I’ve met many partners (and senior associates for that matter) who feel that they must remain contactable at all times, who have to do it all themselves and who, no doubt, are at peek stress when they are forced away from the office. If this is you, just reflect for a minute on how this behaviour impacts those mere mortals around you. It’s a leadership thing! Employees should be encouraged to take time out to refresh, but they won’t be if the most powerful partners aren’t role modelling. There are a significant number of capable people who have been burned out over the last several years because vacation time was and is discouraged, either implicitly or explicitly.
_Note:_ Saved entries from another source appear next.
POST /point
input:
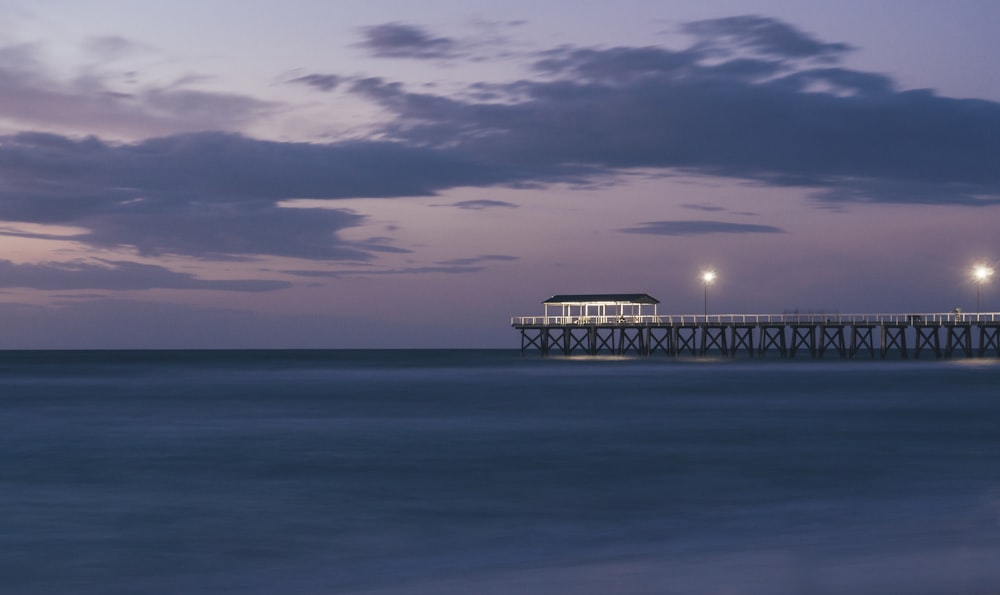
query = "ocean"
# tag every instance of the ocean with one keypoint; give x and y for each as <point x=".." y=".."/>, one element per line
<point x="437" y="471"/>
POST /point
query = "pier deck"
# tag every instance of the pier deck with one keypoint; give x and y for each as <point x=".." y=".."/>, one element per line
<point x="759" y="335"/>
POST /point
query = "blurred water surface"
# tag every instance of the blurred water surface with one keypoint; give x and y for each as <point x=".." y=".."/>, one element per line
<point x="480" y="471"/>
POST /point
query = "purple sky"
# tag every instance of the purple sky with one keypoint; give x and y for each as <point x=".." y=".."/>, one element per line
<point x="410" y="174"/>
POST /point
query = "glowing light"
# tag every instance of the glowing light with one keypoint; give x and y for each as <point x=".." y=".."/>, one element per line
<point x="981" y="273"/>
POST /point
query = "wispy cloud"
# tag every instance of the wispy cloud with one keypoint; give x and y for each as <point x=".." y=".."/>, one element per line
<point x="688" y="228"/>
<point x="117" y="275"/>
<point x="398" y="40"/>
<point x="479" y="205"/>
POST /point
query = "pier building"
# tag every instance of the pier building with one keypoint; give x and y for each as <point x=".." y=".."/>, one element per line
<point x="629" y="324"/>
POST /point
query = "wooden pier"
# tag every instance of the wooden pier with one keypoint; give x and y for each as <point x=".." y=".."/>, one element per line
<point x="628" y="324"/>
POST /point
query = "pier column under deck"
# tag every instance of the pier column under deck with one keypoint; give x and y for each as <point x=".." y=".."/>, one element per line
<point x="528" y="340"/>
<point x="989" y="338"/>
<point x="713" y="336"/>
<point x="959" y="336"/>
<point x="772" y="335"/>
<point x="604" y="338"/>
<point x="927" y="336"/>
<point x="803" y="335"/>
<point x="630" y="339"/>
<point x="894" y="335"/>
<point x="741" y="336"/>
<point x="862" y="338"/>
<point x="660" y="338"/>
<point x="686" y="339"/>
<point x="832" y="336"/>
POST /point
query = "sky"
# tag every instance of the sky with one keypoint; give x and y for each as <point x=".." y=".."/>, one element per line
<point x="398" y="174"/>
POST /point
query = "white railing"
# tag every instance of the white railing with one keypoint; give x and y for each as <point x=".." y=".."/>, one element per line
<point x="910" y="319"/>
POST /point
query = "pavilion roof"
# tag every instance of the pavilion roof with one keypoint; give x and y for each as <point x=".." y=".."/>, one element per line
<point x="602" y="298"/>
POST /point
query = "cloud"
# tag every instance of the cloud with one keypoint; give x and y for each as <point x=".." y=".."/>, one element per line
<point x="31" y="98"/>
<point x="116" y="275"/>
<point x="762" y="35"/>
<point x="218" y="195"/>
<point x="707" y="208"/>
<point x="111" y="47"/>
<point x="478" y="205"/>
<point x="479" y="259"/>
<point x="688" y="228"/>
<point x="397" y="40"/>
<point x="767" y="117"/>
<point x="323" y="82"/>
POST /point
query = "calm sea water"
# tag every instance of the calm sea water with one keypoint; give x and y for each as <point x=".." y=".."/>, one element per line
<point x="420" y="472"/>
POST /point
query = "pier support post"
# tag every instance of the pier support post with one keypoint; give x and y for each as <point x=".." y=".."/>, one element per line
<point x="861" y="338"/>
<point x="713" y="336"/>
<point x="832" y="336"/>
<point x="604" y="341"/>
<point x="894" y="335"/>
<point x="772" y="335"/>
<point x="687" y="338"/>
<point x="927" y="336"/>
<point x="662" y="341"/>
<point x="989" y="338"/>
<point x="528" y="341"/>
<point x="741" y="336"/>
<point x="959" y="336"/>
<point x="803" y="335"/>
<point x="630" y="339"/>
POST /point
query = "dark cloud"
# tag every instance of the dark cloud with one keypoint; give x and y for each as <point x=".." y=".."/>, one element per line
<point x="34" y="98"/>
<point x="479" y="259"/>
<point x="116" y="275"/>
<point x="397" y="40"/>
<point x="110" y="47"/>
<point x="688" y="228"/>
<point x="218" y="195"/>
<point x="707" y="208"/>
<point x="323" y="82"/>
<point x="762" y="35"/>
<point x="448" y="269"/>
<point x="847" y="134"/>
<point x="478" y="205"/>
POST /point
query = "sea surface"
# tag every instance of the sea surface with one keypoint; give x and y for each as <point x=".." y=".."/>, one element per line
<point x="426" y="472"/>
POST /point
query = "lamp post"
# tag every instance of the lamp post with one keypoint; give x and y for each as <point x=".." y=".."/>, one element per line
<point x="980" y="273"/>
<point x="707" y="277"/>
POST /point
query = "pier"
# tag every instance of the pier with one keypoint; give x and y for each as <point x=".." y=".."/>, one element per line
<point x="629" y="324"/>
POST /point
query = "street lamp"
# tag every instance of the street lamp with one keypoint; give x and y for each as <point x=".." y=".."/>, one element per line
<point x="980" y="274"/>
<point x="707" y="277"/>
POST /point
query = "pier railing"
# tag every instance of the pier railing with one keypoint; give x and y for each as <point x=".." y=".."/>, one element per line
<point x="907" y="319"/>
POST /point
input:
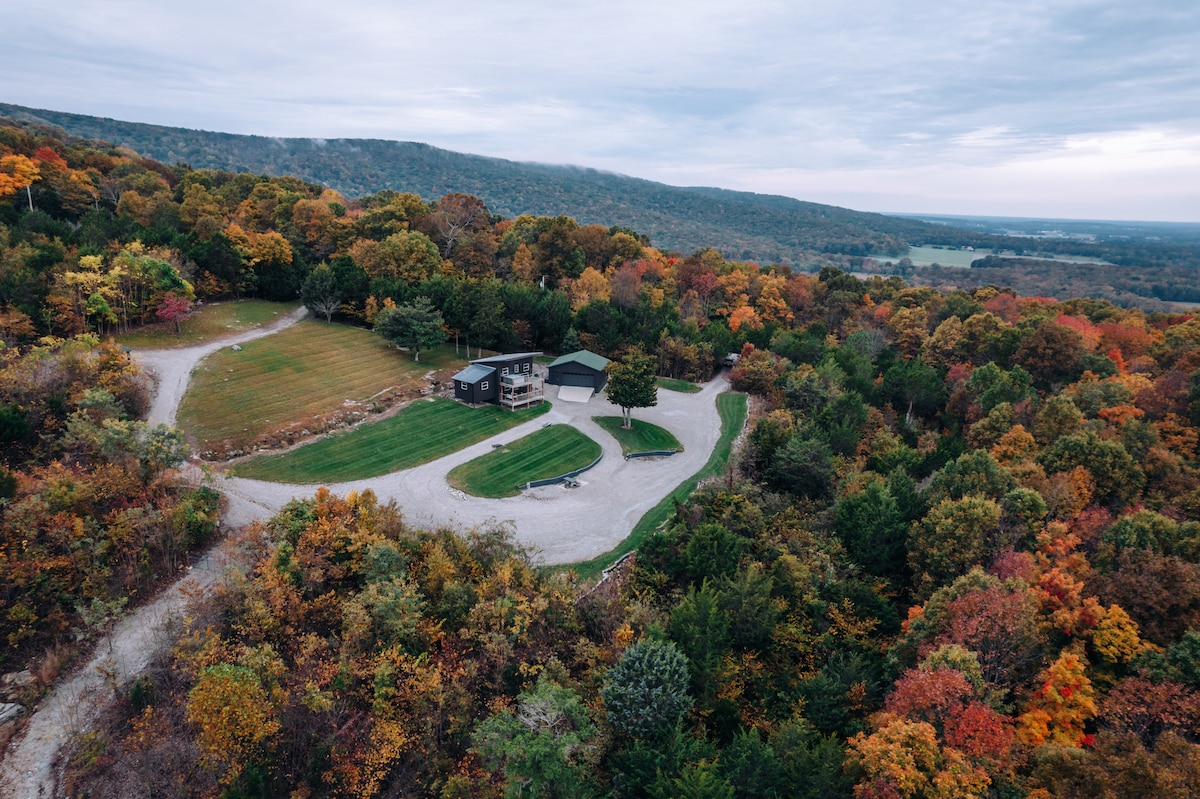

I think that all busy professionals should be encouraged to plan their year. Put the breaks in first, important personal stuff next and then fit client work around those plans. I have been doing some reading during my break. I’m following the discussion around employee engagement, lowering attrition rates of talented millennials, and the growing literature on mindfulness. There are good arguments both for and against these constructs, by the way, even though many have embraced them as axiomatic virtues without reference to the data. It would seem that there are two highly effective strategies for achieving higher levels of productivity through these processes (if indeed they can be proven to work): inclusion, and regular time off (the encouragement of a balanced life).
Here’s just a silly observation that i have gained from spending a bit of time glued to the Australian Open Tennis (it’s an annual addiction. I’m sorry): all of the great champions that we’ve come to know are currently being beaten by young ‘disruptors’ we’ve never heard of. Novac, out in the second round, Sir Andy out in the third, Raffa plays tonight. Interestingly, the player who currently looks the most dangerous and the first into the quarter finals is the oldest guy in the show. He’s the only one who had six months off last year. Go Roger.
Back at work and more serious next ed.